Saturday, October 22, 2011
Iced Earth - Dystopia (2011)
Band: Iced Earth
Country: Tampa, Florida
Style: Power/Thrash Metal
Label: Century Media
Iced Earth is one of those bands that I've grown up with since I was little. My father being a fan of theirs so I have listened to them for quite some time before I ever even got into "metal." Later getting into Into Eternity, I was quite excited to see what Iced Earth would do with Stu Block as their new vocalist.
Stu Block is a great vocalist, I'll say up front that he does a great job on here, there's little question about his range and performance, but it'll take more than this album to convince me of his place in the band.
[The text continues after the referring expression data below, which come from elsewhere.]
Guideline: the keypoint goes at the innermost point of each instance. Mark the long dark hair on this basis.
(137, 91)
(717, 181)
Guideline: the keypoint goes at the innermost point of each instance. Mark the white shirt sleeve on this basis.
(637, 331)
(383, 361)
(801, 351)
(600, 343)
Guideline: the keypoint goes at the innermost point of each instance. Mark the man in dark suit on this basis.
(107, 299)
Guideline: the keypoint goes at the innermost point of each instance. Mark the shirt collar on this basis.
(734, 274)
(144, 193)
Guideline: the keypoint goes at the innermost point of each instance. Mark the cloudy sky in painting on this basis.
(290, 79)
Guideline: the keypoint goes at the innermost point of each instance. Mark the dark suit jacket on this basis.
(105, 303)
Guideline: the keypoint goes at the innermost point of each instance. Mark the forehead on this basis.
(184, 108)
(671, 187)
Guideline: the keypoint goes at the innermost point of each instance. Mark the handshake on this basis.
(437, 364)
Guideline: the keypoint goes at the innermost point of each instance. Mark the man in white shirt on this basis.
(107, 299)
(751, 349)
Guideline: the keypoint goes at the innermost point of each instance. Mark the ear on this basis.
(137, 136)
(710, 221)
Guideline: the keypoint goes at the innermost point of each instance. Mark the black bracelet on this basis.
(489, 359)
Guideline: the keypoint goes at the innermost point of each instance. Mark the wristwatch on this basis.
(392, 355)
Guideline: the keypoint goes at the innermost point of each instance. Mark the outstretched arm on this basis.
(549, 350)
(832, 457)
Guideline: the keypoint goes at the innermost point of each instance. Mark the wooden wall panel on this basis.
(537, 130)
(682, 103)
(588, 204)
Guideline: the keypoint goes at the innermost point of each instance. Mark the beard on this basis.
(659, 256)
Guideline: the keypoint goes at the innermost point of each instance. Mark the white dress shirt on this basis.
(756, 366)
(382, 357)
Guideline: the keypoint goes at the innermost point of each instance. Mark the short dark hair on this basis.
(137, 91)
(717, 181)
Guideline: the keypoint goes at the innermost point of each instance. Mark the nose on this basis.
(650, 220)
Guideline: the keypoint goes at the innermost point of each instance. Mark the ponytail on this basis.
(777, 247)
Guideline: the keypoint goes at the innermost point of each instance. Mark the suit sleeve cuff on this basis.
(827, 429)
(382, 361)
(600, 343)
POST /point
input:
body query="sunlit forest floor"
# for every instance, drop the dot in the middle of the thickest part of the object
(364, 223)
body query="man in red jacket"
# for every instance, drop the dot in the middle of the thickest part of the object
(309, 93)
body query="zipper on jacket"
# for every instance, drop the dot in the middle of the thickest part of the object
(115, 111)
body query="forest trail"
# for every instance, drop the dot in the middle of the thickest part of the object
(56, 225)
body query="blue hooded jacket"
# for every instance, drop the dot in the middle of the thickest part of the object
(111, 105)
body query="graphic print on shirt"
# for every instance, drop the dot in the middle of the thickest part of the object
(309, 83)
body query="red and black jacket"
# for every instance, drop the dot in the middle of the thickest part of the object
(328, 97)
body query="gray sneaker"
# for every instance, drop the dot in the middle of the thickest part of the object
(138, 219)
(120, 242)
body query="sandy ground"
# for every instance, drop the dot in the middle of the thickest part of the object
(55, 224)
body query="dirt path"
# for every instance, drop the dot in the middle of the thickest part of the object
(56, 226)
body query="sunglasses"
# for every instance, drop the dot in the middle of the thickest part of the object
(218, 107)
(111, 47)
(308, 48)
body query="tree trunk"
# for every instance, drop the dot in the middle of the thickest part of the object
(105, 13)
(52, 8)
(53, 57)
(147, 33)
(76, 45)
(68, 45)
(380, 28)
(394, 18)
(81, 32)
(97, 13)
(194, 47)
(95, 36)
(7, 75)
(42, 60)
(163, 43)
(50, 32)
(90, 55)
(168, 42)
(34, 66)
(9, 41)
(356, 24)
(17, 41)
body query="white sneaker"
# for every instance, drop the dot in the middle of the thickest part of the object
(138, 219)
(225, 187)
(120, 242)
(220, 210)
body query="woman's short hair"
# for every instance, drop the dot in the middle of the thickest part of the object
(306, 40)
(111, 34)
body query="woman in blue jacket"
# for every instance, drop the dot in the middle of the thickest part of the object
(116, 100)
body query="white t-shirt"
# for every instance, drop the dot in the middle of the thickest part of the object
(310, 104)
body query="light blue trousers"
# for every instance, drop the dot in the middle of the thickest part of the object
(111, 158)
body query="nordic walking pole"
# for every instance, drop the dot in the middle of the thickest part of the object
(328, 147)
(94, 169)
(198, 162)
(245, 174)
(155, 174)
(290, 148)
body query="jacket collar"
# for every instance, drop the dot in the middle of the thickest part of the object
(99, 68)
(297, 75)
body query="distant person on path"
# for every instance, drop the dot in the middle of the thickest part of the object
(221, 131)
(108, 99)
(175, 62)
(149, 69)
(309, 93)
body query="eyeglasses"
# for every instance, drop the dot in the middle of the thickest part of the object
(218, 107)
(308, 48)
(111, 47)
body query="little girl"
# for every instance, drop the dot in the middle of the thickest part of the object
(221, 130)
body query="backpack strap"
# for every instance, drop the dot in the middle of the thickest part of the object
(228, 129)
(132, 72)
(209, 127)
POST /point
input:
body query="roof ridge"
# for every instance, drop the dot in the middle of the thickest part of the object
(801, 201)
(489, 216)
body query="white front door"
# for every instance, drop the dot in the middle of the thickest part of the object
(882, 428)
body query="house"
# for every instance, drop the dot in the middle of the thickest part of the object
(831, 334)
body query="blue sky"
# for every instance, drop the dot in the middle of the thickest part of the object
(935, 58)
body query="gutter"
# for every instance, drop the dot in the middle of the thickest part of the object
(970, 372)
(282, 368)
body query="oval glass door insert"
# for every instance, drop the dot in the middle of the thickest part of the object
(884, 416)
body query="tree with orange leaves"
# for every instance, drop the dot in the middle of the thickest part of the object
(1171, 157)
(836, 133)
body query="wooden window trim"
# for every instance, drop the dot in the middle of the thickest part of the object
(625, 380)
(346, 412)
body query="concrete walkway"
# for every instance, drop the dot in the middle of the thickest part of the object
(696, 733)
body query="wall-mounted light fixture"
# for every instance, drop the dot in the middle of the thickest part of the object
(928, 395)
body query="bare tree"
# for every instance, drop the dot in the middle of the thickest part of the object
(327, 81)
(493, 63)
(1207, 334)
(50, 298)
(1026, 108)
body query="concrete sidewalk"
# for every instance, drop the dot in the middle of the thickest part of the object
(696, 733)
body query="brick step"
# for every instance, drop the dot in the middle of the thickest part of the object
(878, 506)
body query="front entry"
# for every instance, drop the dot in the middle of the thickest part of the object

I'm a fan of his voice, as I just said above, I like Into Eternity, but I was also a fan of Tim "Ripper" Owens and of course Matt Barlow. I'm sure like me, many fans will always find Barlow to be the true vocalist of Iced Earth if only because of his presence on some of their classic albums, his tenure in the band did earn him that title, so I'm only a little skeptical because this is Block's first album with the band. I'm sure by the next album I'll start to acknowledge his presence as a key part in the band and not just another singer. But like I said, his voice is great, and he is obviously gifted with a fantastic range that has brought him much fame, but on here, he esques the harsher side of his range in favor of a more mid-range style that definitely sounds like Barlow in many spots. He does bring out his trademark dog-whistle highs in spots, trumping Ripper in that style, but luckily those aren't overused. His entire range is perhaps used best on a track like Boiling Point or Dark City where he goes from lower, Barlow style to really high falsetto at the snap of a dime.
As many others have noticed with this album, the entire band sounds revitalized and much more on point than on their last couple. The songs on here are much more energetic and full of energy, even the softer moments, Anguish of Youth, that hasn't been found in their albums for several years. The songwriting is also much better, with the opening four tracks just nailing you over and over with great hooks and riffs. Now, after those initial four tracks, the album does fall off a little bit, V sounds a little too cheesy for me, a little too power metal if you will, and feels like it would be more appropriately performed by a group like Gamma Ray. Now, I'll freely admit that when it comes to modern thrash and power metal, I've totally out of the loop, but from skimming random albums from the genres throughout the year, this is one of the most memorable and energetic releases from those genres this year, in my opinion.
As a whole, this is definitely one the band's better albums in a while, but it's still not a masterpiece. I know other reviews and people who have heard it are in a similar spot that I'm in, it's good but not great. Definitely look into it if you're a long time fan of the band, you will not be disappointed, or if you want to hear a very strong sounding power/thrash metal album.